Contributed Talks 4b: Experimental QKD (Chairs: Felix Bussieres and Hugo Zbinden)

Abstract: Given that most implementations of quantum cryptography systems require low light operations for security reasons, limiting the energy of incoming/outgoing optical signals is a central task. In this submission, we propose and demonstrate a novel and practical power limiter using the thermo-optical defocusing effect of an acrylic prism. The results show that a power limiting in the regime of mW or lower can be achieved, and at the same time possess desirable features like compactness, robustness, polarization and spectrum dimension independence, etc. Our work provides an effective way for limiting the incoming/outgoing optical energy, which is important for practical quantum cryptographic protocols. We believe it will attract much interest and possess the potential to become a standard tool for practical quantum applications.

Abstract: The secret key rate of a continuous-variable quantum key distribution (CV-QKD) system is limited by excess noise.

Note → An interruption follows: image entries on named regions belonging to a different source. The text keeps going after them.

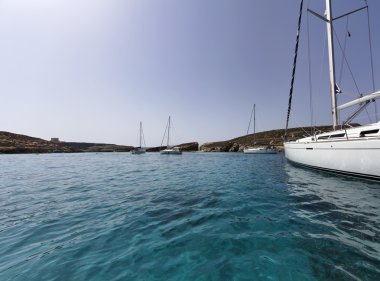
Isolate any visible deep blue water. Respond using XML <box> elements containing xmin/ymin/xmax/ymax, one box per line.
<box><xmin>0</xmin><ymin>153</ymin><xmax>380</xmax><ymax>281</ymax></box>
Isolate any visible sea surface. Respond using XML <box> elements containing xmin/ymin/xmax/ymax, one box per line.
<box><xmin>0</xmin><ymin>153</ymin><xmax>380</xmax><ymax>281</ymax></box>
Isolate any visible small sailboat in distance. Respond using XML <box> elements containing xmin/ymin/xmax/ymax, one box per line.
<box><xmin>160</xmin><ymin>116</ymin><xmax>182</xmax><ymax>155</ymax></box>
<box><xmin>131</xmin><ymin>122</ymin><xmax>146</xmax><ymax>154</ymax></box>
<box><xmin>243</xmin><ymin>104</ymin><xmax>277</xmax><ymax>154</ymax></box>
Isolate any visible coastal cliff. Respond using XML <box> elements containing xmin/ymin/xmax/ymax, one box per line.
<box><xmin>0</xmin><ymin>131</ymin><xmax>133</xmax><ymax>154</ymax></box>
<box><xmin>200</xmin><ymin>126</ymin><xmax>331</xmax><ymax>152</ymax></box>
<box><xmin>0</xmin><ymin>131</ymin><xmax>199</xmax><ymax>154</ymax></box>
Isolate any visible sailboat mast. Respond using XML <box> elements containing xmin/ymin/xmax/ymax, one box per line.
<box><xmin>326</xmin><ymin>0</ymin><xmax>338</xmax><ymax>129</ymax></box>
<box><xmin>253</xmin><ymin>104</ymin><xmax>256</xmax><ymax>145</ymax></box>
<box><xmin>166</xmin><ymin>115</ymin><xmax>170</xmax><ymax>148</ymax></box>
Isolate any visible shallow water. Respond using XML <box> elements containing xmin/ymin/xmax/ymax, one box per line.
<box><xmin>0</xmin><ymin>153</ymin><xmax>380</xmax><ymax>281</ymax></box>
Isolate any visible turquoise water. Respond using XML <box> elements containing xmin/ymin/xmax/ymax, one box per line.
<box><xmin>0</xmin><ymin>153</ymin><xmax>380</xmax><ymax>281</ymax></box>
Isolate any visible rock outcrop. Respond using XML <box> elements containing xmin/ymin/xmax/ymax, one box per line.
<box><xmin>146</xmin><ymin>142</ymin><xmax>199</xmax><ymax>152</ymax></box>
<box><xmin>0</xmin><ymin>132</ymin><xmax>132</xmax><ymax>154</ymax></box>
<box><xmin>200</xmin><ymin>126</ymin><xmax>331</xmax><ymax>152</ymax></box>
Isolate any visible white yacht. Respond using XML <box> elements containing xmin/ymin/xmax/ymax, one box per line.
<box><xmin>131</xmin><ymin>122</ymin><xmax>146</xmax><ymax>154</ymax></box>
<box><xmin>284</xmin><ymin>0</ymin><xmax>380</xmax><ymax>180</ymax></box>
<box><xmin>160</xmin><ymin>116</ymin><xmax>182</xmax><ymax>155</ymax></box>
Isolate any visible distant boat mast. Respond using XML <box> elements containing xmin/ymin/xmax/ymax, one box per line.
<box><xmin>247</xmin><ymin>104</ymin><xmax>256</xmax><ymax>144</ymax></box>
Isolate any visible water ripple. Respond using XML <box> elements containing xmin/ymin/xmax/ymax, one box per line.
<box><xmin>0</xmin><ymin>153</ymin><xmax>380</xmax><ymax>281</ymax></box>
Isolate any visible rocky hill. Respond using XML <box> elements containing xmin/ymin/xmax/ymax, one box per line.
<box><xmin>0</xmin><ymin>131</ymin><xmax>199</xmax><ymax>154</ymax></box>
<box><xmin>0</xmin><ymin>131</ymin><xmax>132</xmax><ymax>154</ymax></box>
<box><xmin>200</xmin><ymin>126</ymin><xmax>331</xmax><ymax>152</ymax></box>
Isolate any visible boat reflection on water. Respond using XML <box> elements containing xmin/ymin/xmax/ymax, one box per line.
<box><xmin>284</xmin><ymin>163</ymin><xmax>380</xmax><ymax>274</ymax></box>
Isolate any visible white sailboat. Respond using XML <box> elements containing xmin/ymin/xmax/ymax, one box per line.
<box><xmin>243</xmin><ymin>104</ymin><xmax>277</xmax><ymax>154</ymax></box>
<box><xmin>131</xmin><ymin>122</ymin><xmax>146</xmax><ymax>154</ymax></box>
<box><xmin>160</xmin><ymin>116</ymin><xmax>182</xmax><ymax>155</ymax></box>
<box><xmin>284</xmin><ymin>0</ymin><xmax>380</xmax><ymax>180</ymax></box>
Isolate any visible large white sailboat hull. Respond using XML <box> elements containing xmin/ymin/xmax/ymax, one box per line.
<box><xmin>284</xmin><ymin>138</ymin><xmax>380</xmax><ymax>180</ymax></box>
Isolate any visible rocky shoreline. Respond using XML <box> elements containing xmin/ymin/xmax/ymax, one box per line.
<box><xmin>0</xmin><ymin>126</ymin><xmax>331</xmax><ymax>154</ymax></box>
<box><xmin>0</xmin><ymin>131</ymin><xmax>199</xmax><ymax>154</ymax></box>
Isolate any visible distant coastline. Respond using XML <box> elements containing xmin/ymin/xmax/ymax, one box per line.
<box><xmin>0</xmin><ymin>126</ymin><xmax>331</xmax><ymax>154</ymax></box>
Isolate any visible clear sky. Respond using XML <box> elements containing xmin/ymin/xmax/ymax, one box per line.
<box><xmin>0</xmin><ymin>0</ymin><xmax>380</xmax><ymax>146</ymax></box>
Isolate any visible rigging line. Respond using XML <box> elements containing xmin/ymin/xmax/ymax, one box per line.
<box><xmin>306</xmin><ymin>2</ymin><xmax>314</xmax><ymax>133</ymax></box>
<box><xmin>333</xmin><ymin>27</ymin><xmax>360</xmax><ymax>95</ymax></box>
<box><xmin>284</xmin><ymin>0</ymin><xmax>303</xmax><ymax>140</ymax></box>
<box><xmin>141</xmin><ymin>125</ymin><xmax>146</xmax><ymax>147</ymax></box>
<box><xmin>246</xmin><ymin>105</ymin><xmax>255</xmax><ymax>135</ymax></box>
<box><xmin>161</xmin><ymin>118</ymin><xmax>169</xmax><ymax>146</ymax></box>
<box><xmin>339</xmin><ymin>16</ymin><xmax>351</xmax><ymax>85</ymax></box>
<box><xmin>364</xmin><ymin>0</ymin><xmax>379</xmax><ymax>121</ymax></box>
<box><xmin>291</xmin><ymin>110</ymin><xmax>315</xmax><ymax>136</ymax></box>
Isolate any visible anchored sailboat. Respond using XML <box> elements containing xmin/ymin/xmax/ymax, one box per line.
<box><xmin>131</xmin><ymin>122</ymin><xmax>146</xmax><ymax>154</ymax></box>
<box><xmin>243</xmin><ymin>104</ymin><xmax>277</xmax><ymax>154</ymax></box>
<box><xmin>284</xmin><ymin>0</ymin><xmax>380</xmax><ymax>180</ymax></box>
<box><xmin>160</xmin><ymin>116</ymin><xmax>182</xmax><ymax>155</ymax></box>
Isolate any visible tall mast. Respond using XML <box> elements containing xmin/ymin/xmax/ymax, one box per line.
<box><xmin>166</xmin><ymin>115</ymin><xmax>170</xmax><ymax>148</ymax></box>
<box><xmin>326</xmin><ymin>0</ymin><xmax>338</xmax><ymax>129</ymax></box>
<box><xmin>253</xmin><ymin>104</ymin><xmax>256</xmax><ymax>145</ymax></box>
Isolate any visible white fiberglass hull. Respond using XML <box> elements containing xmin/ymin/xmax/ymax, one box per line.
<box><xmin>244</xmin><ymin>148</ymin><xmax>277</xmax><ymax>154</ymax></box>
<box><xmin>284</xmin><ymin>124</ymin><xmax>380</xmax><ymax>180</ymax></box>
<box><xmin>131</xmin><ymin>148</ymin><xmax>146</xmax><ymax>154</ymax></box>
<box><xmin>160</xmin><ymin>148</ymin><xmax>182</xmax><ymax>155</ymax></box>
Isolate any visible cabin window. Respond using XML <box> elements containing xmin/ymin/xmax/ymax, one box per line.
<box><xmin>360</xmin><ymin>129</ymin><xmax>379</xmax><ymax>137</ymax></box>
<box><xmin>318</xmin><ymin>133</ymin><xmax>346</xmax><ymax>140</ymax></box>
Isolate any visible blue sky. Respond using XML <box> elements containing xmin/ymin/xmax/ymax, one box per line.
<box><xmin>0</xmin><ymin>0</ymin><xmax>380</xmax><ymax>146</ymax></box>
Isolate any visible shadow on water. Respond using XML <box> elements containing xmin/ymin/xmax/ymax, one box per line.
<box><xmin>284</xmin><ymin>163</ymin><xmax>380</xmax><ymax>280</ymax></box>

A key issue typical to all modern CV-QKD systems implemented with a reference or pilot signal and an independent local oscillator is controlling the excess noise generated from the frequency and phase noise accrued by the transmitter and receiver. Therefore accurate phase estimation and compensation, so-called carrier recovery, is a critical subsystem of CV-QKD. Here, we present the implementation of a machine learning framework based on Bayesian inference, namely an unscented Kalman filter (UKF), for estimation of phase noise and compare it to a standard reference method. Experimental results obtained over a 20 km fibre-optic link indicate that the UKF can ensure very low excess noise even at low pilot powers. The measurements exhibited low variance and high stability in excess noise over a wide range of pilot signal to noise ratios. This may enable CV-QKD systems with low implementation complexity which can seamlessly work on diverse transmission lines.

Abstract: An integrated chip system for MDI-QKD is demonstrated. The MDI-QKD transmitter chips and server chip work on a key rate per pulse of 2.923 × 10^(-6) over a distance corresponding to 50-km optical fiber with 25% detection efficiency.

Abstract: An integrated chip platform for CV-QKD system based on time and polarization multiplexing is designed and demonstrated. A proof-of-principle test is conducted, which shows the measurement results for key components. The secure key rate by simulation can reach 4 kbit/s at 40 km distance per transmission band.